Enhancement: Optimize generated classes with character data

Question

Enhancement: Optimize generated classes with character data

OptimumCode opened this issue 3 months ago · comments

Is there an existing issue for this?

I have searched the existing issues

Enhancement description

Currently generated classes with character data check if the codepoint belongs to this class by using some kind of binary search between the ranges this class has. This causes O(log(n)) complexity to find if the class contains the codepoint in the worst case.

I think this can be optimized in the following way:

We can divide ranges into sub-groups by applying a shift-right bit operation (codepoint >> 16). This will group ranges based on their higher bits. As a result, we will have smaller groups of ranges to apply our binary search and we will be able to filter out codepoints that cannot belong to the class by comparing the result of a shift-right operation with known values for this class.

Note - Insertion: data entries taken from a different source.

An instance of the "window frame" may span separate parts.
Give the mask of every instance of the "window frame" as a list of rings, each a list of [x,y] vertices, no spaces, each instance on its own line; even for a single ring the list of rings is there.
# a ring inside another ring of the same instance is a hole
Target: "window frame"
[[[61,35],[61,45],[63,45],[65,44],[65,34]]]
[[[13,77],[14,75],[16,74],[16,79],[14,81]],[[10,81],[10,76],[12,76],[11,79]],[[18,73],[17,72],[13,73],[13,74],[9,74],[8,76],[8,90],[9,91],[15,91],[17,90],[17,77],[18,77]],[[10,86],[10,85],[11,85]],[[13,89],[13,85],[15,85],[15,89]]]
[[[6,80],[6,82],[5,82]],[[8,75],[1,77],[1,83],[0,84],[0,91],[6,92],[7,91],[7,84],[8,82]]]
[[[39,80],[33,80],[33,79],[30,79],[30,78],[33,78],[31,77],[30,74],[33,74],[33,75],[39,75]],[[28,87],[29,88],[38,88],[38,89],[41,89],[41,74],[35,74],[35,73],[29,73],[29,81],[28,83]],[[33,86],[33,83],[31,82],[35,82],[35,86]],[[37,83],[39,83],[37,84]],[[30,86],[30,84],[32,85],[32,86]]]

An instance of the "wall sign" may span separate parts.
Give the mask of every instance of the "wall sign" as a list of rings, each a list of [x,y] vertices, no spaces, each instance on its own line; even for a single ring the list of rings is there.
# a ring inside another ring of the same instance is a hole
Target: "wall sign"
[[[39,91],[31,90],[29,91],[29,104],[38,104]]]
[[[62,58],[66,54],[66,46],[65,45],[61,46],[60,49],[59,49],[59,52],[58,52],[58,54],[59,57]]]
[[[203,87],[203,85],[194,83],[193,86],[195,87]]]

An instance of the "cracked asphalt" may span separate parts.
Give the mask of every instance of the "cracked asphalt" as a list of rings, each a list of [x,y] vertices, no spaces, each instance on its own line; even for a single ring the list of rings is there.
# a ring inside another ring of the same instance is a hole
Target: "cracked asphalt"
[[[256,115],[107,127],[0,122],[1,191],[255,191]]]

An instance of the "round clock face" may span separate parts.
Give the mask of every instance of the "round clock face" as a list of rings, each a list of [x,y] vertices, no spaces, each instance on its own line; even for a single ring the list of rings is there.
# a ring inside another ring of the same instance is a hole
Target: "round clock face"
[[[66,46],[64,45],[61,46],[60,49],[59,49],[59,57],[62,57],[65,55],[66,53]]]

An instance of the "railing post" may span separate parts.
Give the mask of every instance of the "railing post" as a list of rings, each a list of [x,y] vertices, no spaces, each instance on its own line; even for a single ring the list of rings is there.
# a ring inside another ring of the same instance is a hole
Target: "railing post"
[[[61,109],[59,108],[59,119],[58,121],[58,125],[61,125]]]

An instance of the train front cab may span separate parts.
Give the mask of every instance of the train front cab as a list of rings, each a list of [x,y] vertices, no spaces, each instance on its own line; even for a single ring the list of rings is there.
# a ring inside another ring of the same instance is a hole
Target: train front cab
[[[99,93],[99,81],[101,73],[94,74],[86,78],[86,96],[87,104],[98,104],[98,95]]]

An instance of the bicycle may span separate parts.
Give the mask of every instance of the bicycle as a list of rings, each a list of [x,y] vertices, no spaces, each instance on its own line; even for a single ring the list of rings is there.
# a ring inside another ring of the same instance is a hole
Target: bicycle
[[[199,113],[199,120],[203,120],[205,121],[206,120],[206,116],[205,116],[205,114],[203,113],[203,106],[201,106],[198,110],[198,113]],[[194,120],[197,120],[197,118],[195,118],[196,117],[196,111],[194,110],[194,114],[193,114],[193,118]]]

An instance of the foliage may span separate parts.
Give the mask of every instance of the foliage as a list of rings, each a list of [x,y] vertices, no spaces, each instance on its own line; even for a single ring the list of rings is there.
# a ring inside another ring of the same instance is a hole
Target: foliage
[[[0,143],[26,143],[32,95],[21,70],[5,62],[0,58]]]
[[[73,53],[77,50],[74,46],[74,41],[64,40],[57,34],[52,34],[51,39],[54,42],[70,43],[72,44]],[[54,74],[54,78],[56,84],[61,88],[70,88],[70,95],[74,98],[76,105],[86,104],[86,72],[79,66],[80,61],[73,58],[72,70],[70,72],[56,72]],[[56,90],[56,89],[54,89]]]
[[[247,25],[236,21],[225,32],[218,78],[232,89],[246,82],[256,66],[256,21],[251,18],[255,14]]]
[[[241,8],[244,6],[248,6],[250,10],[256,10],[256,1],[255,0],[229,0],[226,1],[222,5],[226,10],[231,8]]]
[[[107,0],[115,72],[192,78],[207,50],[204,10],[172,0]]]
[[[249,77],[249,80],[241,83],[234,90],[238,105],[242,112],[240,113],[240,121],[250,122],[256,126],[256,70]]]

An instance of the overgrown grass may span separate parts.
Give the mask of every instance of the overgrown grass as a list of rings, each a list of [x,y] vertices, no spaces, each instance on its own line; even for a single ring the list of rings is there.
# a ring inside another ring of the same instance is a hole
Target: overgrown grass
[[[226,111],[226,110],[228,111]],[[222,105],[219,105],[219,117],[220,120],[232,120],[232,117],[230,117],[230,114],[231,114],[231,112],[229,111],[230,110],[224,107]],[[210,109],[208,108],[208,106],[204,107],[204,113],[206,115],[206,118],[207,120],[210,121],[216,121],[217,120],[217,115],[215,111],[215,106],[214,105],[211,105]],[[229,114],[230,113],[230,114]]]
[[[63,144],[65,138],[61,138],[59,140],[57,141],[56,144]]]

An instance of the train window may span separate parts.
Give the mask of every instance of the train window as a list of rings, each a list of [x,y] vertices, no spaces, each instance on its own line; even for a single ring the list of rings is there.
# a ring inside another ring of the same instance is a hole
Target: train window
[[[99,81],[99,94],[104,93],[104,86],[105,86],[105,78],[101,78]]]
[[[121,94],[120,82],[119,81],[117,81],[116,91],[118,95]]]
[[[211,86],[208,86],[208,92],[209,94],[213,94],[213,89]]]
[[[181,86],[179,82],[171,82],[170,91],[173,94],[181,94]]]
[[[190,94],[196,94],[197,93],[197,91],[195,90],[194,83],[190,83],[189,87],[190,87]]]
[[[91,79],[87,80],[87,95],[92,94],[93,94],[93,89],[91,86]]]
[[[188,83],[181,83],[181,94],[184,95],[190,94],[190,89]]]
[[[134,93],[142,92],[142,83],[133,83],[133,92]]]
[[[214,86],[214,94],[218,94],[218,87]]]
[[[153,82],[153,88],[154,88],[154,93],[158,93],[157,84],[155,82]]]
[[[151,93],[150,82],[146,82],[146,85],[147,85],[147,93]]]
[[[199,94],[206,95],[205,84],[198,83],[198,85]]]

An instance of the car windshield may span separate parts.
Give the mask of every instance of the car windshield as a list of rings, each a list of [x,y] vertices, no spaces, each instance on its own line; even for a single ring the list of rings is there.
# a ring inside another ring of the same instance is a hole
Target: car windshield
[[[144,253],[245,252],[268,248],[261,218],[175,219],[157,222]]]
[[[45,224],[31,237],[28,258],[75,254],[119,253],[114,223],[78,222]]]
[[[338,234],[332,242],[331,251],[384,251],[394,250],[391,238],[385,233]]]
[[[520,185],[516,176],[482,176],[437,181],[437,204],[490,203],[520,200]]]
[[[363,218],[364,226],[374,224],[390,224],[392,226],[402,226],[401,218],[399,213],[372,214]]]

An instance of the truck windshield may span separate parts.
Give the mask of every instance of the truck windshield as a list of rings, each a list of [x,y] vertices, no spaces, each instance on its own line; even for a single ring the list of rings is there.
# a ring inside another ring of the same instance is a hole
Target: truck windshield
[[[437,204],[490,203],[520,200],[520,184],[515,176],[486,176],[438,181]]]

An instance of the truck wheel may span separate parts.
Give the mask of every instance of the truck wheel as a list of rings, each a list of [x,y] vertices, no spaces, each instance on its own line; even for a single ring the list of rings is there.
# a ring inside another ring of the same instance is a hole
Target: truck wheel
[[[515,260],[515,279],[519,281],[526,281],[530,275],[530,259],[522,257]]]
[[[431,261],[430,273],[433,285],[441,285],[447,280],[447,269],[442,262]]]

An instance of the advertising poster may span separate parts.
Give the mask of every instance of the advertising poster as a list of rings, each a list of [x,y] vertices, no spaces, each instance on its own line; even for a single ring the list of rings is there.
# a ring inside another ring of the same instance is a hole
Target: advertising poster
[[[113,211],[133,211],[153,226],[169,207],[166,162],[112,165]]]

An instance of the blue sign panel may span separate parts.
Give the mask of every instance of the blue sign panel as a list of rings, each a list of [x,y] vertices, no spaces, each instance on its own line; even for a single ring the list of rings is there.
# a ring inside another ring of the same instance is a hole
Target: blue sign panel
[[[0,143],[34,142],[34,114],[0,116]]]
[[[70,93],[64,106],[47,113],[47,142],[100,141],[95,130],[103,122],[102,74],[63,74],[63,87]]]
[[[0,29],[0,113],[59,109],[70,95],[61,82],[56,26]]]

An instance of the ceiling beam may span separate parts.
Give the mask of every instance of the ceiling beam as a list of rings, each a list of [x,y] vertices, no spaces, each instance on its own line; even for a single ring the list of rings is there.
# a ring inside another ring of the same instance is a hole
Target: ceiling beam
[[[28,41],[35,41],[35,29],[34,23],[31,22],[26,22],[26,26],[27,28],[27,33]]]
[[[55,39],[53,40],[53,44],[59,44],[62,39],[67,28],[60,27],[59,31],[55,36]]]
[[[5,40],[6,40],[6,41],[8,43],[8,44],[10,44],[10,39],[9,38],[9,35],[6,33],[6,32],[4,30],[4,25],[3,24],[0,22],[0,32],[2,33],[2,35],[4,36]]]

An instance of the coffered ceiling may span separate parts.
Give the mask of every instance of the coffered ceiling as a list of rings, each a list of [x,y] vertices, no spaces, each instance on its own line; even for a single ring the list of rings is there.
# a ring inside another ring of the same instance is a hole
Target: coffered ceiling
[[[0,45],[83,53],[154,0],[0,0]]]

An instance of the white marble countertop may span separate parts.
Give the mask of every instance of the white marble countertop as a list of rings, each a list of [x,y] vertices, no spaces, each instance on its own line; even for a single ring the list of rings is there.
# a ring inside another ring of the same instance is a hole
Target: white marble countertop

fun contains(codepoint: Int): Boolean {
  if (codepoint < minCodepoint || codepoint > maxCodepoint) {
    return false
  }
  return when (codepoint shr 8) {
    in 0x0..0x2 -> // binary search in this group
    0x10 -> // binary search in this group
    else -> false
  }
}

Oleg Smirnov · Answer 1 · Thu Apr 18 2024 17:46:08 GMT+0800 (China Standard Time)

Any attempt to group ranges and keep the correctness did not give any performance benefits. Benchmarks show that the performance only gets worse (2-3 times worse).

I will close this issue for now. If new ideas on how to optimize the generated code come to my mind (or somebody else's) I will reopen this issue.